Binance downs BitMEX and others in Bitcoin Futures volume dominance
What a week it has been for Binance. Days after securing the acquisition of the world’s largest cryptocurrency data aggregator CoinMarketCap, the exchange, based in God knows where, has stepped up its Bitcoin Futures game and is now the most dominant derivatives exchange across the market.
For months, three exchanges were leading the Bitcoin Futures charts – BitMEX, OKEx, and Huobi DM, with Binance playing fourth fiddle to the trio. The point of overtake happened, fortunately for Binance, and unfortunately for the rest of the market, during the Bitcoin plummet, now called ‘Black Thursday.’
On 12 March, Bitcoin lost over 45 percent of its value, dropping from $7,800 to below $5,500, with a momentary collapse to $3,800. This massive volatility triggered an uptick in Futures volume. As traders rushed onto the top-3 platforms, the size and scale of the price move, coupled with massive liquidations and volume, overwhelmed the exchanges. BitMEX, infamously, had a circuit-breaker debacle, as liquidations on the Seychelles-based exchange reached over $800 million in a single day.

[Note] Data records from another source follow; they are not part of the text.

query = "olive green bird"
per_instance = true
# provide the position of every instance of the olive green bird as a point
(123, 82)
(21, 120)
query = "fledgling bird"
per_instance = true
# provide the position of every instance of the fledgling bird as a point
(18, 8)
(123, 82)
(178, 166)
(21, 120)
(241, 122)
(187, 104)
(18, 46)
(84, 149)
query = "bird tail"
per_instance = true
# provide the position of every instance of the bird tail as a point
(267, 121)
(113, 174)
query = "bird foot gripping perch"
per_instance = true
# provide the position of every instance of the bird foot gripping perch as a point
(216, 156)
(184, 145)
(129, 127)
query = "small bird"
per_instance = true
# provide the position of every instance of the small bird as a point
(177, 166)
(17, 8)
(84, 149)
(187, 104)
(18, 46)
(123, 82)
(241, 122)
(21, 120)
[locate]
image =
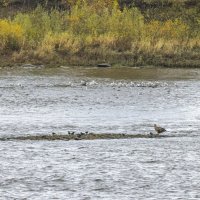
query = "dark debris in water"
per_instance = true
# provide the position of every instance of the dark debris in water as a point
(81, 136)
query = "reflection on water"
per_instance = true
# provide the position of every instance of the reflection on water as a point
(121, 100)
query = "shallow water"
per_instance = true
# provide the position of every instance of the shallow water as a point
(38, 101)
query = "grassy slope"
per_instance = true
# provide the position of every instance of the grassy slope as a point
(151, 9)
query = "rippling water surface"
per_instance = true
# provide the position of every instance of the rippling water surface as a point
(120, 100)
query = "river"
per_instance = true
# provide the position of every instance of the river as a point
(111, 100)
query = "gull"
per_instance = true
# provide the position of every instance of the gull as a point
(159, 129)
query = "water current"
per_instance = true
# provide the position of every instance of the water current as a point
(116, 100)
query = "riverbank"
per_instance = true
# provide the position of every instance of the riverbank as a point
(95, 33)
(187, 60)
(82, 136)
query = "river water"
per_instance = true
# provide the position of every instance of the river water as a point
(115, 100)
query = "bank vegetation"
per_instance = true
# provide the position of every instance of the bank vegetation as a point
(89, 32)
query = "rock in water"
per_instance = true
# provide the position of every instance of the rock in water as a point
(159, 129)
(104, 65)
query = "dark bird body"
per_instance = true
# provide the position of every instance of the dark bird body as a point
(159, 129)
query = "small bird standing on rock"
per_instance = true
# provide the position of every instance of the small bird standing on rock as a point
(159, 129)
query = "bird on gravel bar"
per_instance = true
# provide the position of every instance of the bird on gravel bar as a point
(159, 129)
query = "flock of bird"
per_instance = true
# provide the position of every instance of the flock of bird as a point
(157, 128)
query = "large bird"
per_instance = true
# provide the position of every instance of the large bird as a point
(159, 129)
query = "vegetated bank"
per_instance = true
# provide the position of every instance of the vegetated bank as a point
(130, 33)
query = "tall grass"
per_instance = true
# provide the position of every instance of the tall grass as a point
(96, 32)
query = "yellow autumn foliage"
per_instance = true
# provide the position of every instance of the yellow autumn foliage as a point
(11, 35)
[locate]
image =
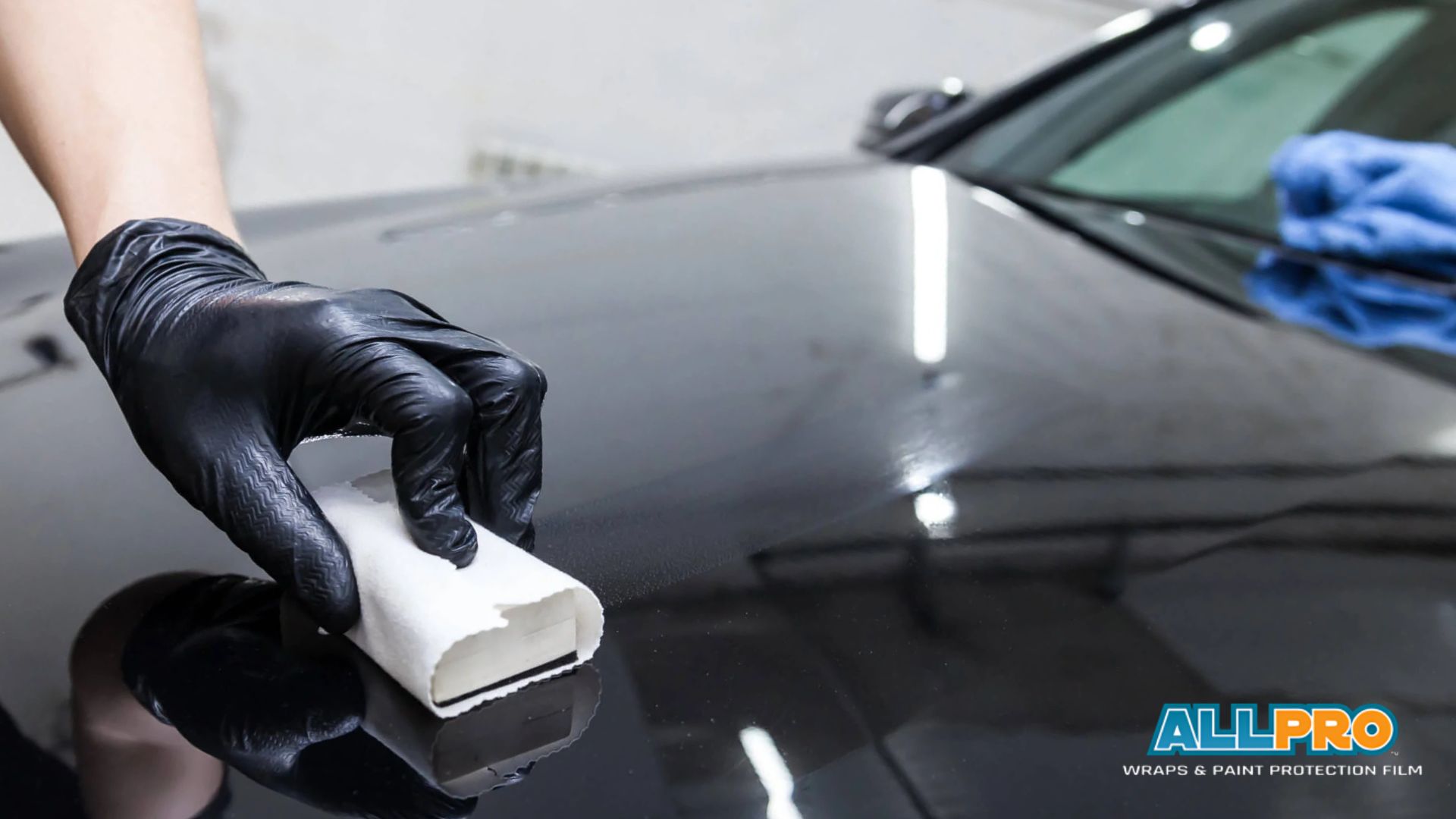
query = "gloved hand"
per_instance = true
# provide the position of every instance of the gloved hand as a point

This loss of confidence in BitMEX was a blessing in disguise for other derivatives players, Binance in particular. Since then, Binance, OKEx, and Huobi led BitMEX in trading volume, with the latter two accounting for more individual trading than Binance, until now.

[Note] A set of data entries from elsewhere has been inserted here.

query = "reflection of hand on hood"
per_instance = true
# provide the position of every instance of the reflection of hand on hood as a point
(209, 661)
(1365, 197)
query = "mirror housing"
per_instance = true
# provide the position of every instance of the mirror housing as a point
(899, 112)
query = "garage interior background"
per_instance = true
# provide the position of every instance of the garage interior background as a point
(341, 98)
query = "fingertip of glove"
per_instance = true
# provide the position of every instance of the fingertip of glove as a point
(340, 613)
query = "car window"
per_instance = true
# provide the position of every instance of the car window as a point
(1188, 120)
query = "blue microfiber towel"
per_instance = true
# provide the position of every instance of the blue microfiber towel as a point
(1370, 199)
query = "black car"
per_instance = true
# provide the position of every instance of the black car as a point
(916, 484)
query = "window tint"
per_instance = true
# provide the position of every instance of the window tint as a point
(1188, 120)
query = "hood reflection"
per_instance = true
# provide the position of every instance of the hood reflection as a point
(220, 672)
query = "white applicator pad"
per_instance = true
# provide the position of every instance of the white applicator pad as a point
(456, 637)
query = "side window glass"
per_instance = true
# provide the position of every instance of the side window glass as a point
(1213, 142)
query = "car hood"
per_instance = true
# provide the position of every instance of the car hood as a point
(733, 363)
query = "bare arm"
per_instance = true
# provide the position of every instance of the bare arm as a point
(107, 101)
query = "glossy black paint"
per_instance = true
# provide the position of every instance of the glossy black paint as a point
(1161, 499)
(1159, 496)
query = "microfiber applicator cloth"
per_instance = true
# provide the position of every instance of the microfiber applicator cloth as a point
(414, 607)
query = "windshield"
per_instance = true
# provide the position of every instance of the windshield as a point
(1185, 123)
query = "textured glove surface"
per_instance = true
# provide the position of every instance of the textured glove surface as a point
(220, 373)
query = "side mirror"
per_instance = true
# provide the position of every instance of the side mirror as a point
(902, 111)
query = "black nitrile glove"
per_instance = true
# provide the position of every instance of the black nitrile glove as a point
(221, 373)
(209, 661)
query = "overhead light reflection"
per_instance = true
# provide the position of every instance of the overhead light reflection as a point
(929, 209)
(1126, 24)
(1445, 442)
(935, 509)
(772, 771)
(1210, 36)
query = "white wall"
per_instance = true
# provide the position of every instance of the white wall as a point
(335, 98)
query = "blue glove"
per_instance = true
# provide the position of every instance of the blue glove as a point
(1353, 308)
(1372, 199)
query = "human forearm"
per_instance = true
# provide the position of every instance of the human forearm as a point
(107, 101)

According to data from Skew markets, the 24-hour trading volume of Bitcoin Futures contracts, succeeding the temporary move over $7,000, and then an immediate pushback, has pushed Binance’s trading volume to $3.44 billion. In comparison, Huobi, OKEx, and BitMEX had volumes of $3.09 billion, $2.92 billion and $2.91 billion, respectively.
Interestingly, the volume movement has not been reciprocated in the open and active positions in the market. Binance, in comparison to the three exchanges, was trailing in Open Interest [OI]. The OI for Binance was $160 million, while that of Huobi, OKEx, and BitMEX, was $260 million, $540 million and $550 million, respectively.

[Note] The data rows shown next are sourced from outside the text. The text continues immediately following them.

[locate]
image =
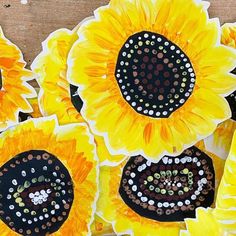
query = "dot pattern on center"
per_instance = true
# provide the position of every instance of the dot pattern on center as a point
(36, 193)
(170, 190)
(154, 75)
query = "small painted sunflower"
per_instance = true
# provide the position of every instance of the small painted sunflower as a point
(222, 219)
(48, 179)
(14, 90)
(143, 198)
(152, 75)
(56, 95)
(220, 141)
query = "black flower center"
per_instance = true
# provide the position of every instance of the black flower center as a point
(36, 193)
(154, 75)
(170, 190)
(75, 98)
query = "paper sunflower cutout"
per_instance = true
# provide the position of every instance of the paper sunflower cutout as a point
(220, 141)
(144, 198)
(222, 219)
(150, 75)
(14, 90)
(48, 179)
(56, 95)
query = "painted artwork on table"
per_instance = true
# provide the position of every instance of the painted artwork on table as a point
(131, 129)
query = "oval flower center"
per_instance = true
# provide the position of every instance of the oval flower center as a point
(170, 190)
(154, 75)
(36, 193)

Based on this divergence of volume and Open Interest, Binance has indeed more trades, in either amount or quantity, but traders are less likely to open either long or short positions, and instead are trading on previous positions.
However, this could also be a lagging indicator as the OI has been in the same range since 13 March, with no massive price movements to push traders to open new positions on the exchanges. Either way, Binance, less than a year after initiating its derivatives market, has seen massive success in trading volume.